Divorce threat “not a stunt”, say Christian couple

NEWS | Anne Lim

Thursday, 11 June 2015

Christian educator Nick Jensen has defended his vow that he and his wife will get a divorce if same-sex marriage is legalised, a stance that has puzzled ChristiaNick and Sarah Jensenns and outraged many non-Christians.

Amid accusations from the gay lobby that he made Christians look ridiculous, Mr Jensen denied that his standpoint was a stunt but said it was rather a matter of conscience.

“We would be doing this whether it got the attention or not,” he told Eternity.

Writing in the Canberra City News this week, Mr Jensen said the decision to divorce was not taken lightly but he and his wife Sarah felt they could not “recognise the government’s regulation of marriage if its definition includes same sex couples.”

However, it would not be a traditional divorce as the couple would continue to live together and hopefully have more children.

“Divorce isn’t really the right term because we would still consider ourselves to be married, under God, and under our church, and we would still live together, hopefully for another 50 years and have many more children,” said Mr Jensen, who is Director of the Lachlan Macquarie Internship, formed by the Australian Christian Lobby.

Explaining why the couple were pursuing this course, he said: “When we were married just over 10 years ago in the Tuggeranong Baptist Church in Canberra, we signed a contract with the government that was essentially recognising a shared vision of what marriage was, which is a foundational part of the created order, part of God’s story through human history, male and female, for the purpose of raising children, faithful and for life.
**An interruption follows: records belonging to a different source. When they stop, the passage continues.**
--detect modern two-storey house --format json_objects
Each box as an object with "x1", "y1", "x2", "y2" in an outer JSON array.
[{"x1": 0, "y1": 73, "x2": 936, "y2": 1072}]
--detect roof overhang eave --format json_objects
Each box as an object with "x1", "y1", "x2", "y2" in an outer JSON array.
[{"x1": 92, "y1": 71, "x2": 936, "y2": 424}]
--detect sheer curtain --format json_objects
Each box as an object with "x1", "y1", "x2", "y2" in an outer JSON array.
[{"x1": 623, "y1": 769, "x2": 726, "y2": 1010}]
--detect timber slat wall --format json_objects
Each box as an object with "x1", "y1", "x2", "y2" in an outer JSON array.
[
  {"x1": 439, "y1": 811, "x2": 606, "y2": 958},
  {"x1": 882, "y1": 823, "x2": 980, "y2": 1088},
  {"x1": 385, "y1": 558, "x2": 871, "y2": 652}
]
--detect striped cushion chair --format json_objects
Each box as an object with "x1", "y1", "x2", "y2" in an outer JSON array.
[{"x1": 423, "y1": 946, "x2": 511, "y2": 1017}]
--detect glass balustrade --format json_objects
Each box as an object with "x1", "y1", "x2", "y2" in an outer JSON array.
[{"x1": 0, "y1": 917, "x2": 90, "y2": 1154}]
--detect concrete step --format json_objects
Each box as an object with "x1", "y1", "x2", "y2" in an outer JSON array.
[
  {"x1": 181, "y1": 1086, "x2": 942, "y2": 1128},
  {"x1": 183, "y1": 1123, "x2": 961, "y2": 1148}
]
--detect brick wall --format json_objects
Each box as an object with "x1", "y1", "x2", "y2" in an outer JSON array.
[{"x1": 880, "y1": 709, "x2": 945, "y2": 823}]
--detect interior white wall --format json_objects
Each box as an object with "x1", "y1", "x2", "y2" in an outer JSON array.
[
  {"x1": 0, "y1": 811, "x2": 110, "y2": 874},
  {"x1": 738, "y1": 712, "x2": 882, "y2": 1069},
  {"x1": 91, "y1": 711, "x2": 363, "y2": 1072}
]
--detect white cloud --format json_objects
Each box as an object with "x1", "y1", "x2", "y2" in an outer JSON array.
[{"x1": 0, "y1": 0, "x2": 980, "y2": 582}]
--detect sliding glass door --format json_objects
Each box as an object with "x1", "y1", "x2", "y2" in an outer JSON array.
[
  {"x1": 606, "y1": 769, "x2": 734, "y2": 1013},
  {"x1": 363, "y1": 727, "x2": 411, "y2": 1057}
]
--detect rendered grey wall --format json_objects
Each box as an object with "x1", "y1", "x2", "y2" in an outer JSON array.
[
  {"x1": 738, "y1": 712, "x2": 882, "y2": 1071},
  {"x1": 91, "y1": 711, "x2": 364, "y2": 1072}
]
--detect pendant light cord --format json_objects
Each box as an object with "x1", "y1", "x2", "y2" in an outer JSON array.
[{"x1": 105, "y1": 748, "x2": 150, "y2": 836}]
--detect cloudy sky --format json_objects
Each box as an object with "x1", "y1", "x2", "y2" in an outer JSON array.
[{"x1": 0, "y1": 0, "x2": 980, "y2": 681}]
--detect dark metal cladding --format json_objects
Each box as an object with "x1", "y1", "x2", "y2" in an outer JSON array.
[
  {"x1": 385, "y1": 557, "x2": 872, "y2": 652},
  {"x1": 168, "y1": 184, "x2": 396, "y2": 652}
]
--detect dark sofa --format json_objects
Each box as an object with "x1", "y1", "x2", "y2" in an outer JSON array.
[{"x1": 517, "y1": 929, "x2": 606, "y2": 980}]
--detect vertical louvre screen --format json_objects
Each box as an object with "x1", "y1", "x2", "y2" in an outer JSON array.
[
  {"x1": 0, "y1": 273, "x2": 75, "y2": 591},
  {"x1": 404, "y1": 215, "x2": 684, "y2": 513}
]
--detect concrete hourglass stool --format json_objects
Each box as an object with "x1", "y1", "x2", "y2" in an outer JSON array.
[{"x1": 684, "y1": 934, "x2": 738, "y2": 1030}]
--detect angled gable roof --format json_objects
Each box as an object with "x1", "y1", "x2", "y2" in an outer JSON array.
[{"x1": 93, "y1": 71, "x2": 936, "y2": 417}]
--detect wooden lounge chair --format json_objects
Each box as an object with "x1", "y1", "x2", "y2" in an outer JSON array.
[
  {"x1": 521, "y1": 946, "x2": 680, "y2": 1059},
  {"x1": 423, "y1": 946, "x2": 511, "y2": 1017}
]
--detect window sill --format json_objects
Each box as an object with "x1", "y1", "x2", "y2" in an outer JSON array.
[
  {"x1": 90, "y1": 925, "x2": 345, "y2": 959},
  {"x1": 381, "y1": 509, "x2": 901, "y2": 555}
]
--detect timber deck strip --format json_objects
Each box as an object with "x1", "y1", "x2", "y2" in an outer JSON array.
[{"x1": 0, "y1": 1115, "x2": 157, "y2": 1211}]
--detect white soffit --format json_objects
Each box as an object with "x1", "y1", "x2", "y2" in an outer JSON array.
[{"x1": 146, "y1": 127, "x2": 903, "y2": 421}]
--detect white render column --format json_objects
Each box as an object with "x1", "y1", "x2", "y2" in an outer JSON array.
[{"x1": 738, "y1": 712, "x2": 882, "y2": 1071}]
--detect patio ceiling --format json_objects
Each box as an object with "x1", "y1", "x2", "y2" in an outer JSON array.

And that is what we actually signed with the government as we signed that marriage certificate.

“So as in any legal contract, if the government decides to change the terms of the contract, well, unfortunately, that is something that we can no longer agree with and therefore participate in.”

With the internet in uproar over the couple’s threat, Mr Jensen said “I know there’s a lot of aggression going on out there. I just seem to have hit a nerve.”

However, his threat may be academic as the couple would be unlikely to qualify for a divorce or annulment unless their relationship was broken and they were prepared to separate for a year.

“Now we’re not going to lie – our marriage is wonderful. We certainly have no intention of living apart, but partly why we raised this issue is to help people understand that there are significant consequences in the marriage debate – consequences around existing marriages like our own, and whether Christians and other people continue to get married under the state in the future. There will be consequences for children not being connected to their mother and father, religious freedom and freedom of conscience – all these things have really yet to be discussed. So partially we’re trying to encourage a deeper discussion as well as just making clear there are issues at stake here when you change a fundamental institution.”

Answering a question about what a divorce would mean for his two children, Mr Jensen said there would be no need for a settlement as there was no legal difference between a married couple and a de facto couple under Australian law.

“But it’s a good point and worth considering in detail as we explore this. But hopefully we won’t have to. I think the tide is turning … As we deepen the debate we hope the government will keep what is good for society. Obviously the church needs to wrestle with this and this is part of why we made this go public, but ultimately it is about our individual choice and what it means for our marriage.

“Certainly some people will say some horrible things, but our motivation wasn’t to harm anyone; it’s just that as a couple, according to our conscience, this is a decision that we would have to make if any legislation were changed.”

Neil Foster, Associate Professor, Newcastle Law School in NSW, said the threat to divorce represented a misconceived view of the way the Bible’s view of marriage and the law of the land interacted.

“While the Bible lays down clear parameters that are ideal for marriage, and a fundamental part of it is a man and a woman … the Bible recognises that, if you’ve entered into an arrangement under the law of the place you are in, the Bible would regard you as married.

“I am concerned by the idea that you can be married in the eyes of God but not in the eyes of the state. That is not generally accepted in the Bible.”

Associate Professor Foster says the institution of marriage is still worth supporting even if at the edges it does not comply with the biblical law because “it is a good thing that God has provided for human beings … not just for Christians; it’s for everybody.”

While he hopes same sex marriage will not be introduced, and thinks that if it is, in the long term it will be bad for the institution of marriage generally, he does not believe that its introduction would immediately invalidate existing marriages.

“It does not mean that previous marriages that have been celebrated are in some way tarnished or tainted,” he said.